As a connection site: After the protecting groups Fmoc and Pbf are removed, the amino group and the guanidino group of arginine can serve as connection sites. Small molecules with immunomodulatory effects, polysaccharides, or other functional groups can be connected to the arginine residue to construct multifunctional adjuvants. For example, small molecules that can activate specific immune cell signaling pathways can be connected to enhance the immune activation ability of the adjuvant; or targeting groups can be connected to enable the adjuvant to specifically accumulate around immune organs or cells, improving the efficiency of the adjuvant.
III. Performance Research and Influence after Modification
Immune activation ability: The modified vaccine adjuvant may better activate antigen-presenting cells, promote their uptake, processing, and presentation of the antigen, thereby enhancing the immune response of T cells and B cells and increasing the antibody titer and the level of cellular immunity.
Safety: Reasonable functional modification can reduce the toxic and side effects of the adjuvant and improve its biocompatibility in the body. For example, through modification, the distribution of the adjuvant in non-immune tissues can be reduced, and the stimulation and damage to normal tissues can be decreased.

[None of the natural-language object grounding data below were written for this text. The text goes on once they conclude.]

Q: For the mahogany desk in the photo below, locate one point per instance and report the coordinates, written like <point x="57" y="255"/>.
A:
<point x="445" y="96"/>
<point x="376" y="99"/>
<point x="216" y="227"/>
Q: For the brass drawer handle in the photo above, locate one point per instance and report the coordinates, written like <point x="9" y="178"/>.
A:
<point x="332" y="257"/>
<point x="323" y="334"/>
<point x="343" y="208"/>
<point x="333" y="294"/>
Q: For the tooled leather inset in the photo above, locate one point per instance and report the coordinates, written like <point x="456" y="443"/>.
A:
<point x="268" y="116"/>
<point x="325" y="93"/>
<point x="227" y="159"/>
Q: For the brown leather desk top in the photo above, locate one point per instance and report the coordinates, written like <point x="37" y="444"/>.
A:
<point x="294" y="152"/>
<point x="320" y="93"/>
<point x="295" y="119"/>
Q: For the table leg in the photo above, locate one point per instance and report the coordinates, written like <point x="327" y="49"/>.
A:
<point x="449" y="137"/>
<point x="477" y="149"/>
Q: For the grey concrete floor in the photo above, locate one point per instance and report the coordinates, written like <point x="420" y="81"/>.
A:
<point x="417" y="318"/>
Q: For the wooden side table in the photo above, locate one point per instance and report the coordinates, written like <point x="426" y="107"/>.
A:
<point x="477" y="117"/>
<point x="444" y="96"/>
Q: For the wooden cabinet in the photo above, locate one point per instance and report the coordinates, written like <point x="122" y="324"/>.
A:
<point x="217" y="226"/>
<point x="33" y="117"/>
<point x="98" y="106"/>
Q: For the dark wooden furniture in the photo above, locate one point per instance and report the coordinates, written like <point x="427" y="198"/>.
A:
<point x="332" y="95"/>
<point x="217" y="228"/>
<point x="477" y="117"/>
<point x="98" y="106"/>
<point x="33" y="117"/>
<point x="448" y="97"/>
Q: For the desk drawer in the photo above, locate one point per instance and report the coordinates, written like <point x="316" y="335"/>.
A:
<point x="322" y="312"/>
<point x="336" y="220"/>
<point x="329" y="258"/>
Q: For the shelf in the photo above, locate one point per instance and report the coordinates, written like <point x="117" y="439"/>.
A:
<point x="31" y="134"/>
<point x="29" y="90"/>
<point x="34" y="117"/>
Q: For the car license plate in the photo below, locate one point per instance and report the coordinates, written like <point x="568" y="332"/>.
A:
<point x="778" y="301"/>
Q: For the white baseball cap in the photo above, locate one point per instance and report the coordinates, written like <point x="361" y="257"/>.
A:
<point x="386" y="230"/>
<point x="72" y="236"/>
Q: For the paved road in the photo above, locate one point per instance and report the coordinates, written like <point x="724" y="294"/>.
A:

Stability: Modification may affect the stability of the adjuvant. For example, through chemical modification, the interaction between molecules can be increased, and the stability of the adjuvant in the storage and in vivo environment can be improved, prolonging its action time.
IV. Research Cases
The Li Zigang and Yin Feng research group from the Pingshan Biomedical R&D and Transformation Center of Shenzhen Bay Laboratory and the Shenzhen Graduate School of Peking University has developed a novel polypeptide delivery system based on the reversible "sulfonium salt" ring-closing reaction for the co-delivery of immune adjuvants and tumor neoantigen peptides. The research found that the Fmoc at the end of the polypeptide, Trp, three Arg in the sequence, and the side-chain ring-closing play a key role in inducing the assembly of the nanocomplex and maintaining the stability of the complex structure. By adjusting the ring-closing and sequence order, the polypeptide carrier M-CP, which can be used for the delivery of the nucleic acid adjuvant CpG-antigen peptide conjugate, has been screened. It can efficiently carry CpG-OVA into immune cells at the cellular level, and the released CpG further induces the activation of downstream immune pathways. Moreover, M-CP itself also shows the potential as a vaccine adjuvant. This indicates that the polypeptide constructed with the participation of Fmoc-Arg(Pbf)-OH plays an important role in the research related to vaccine adjuvants.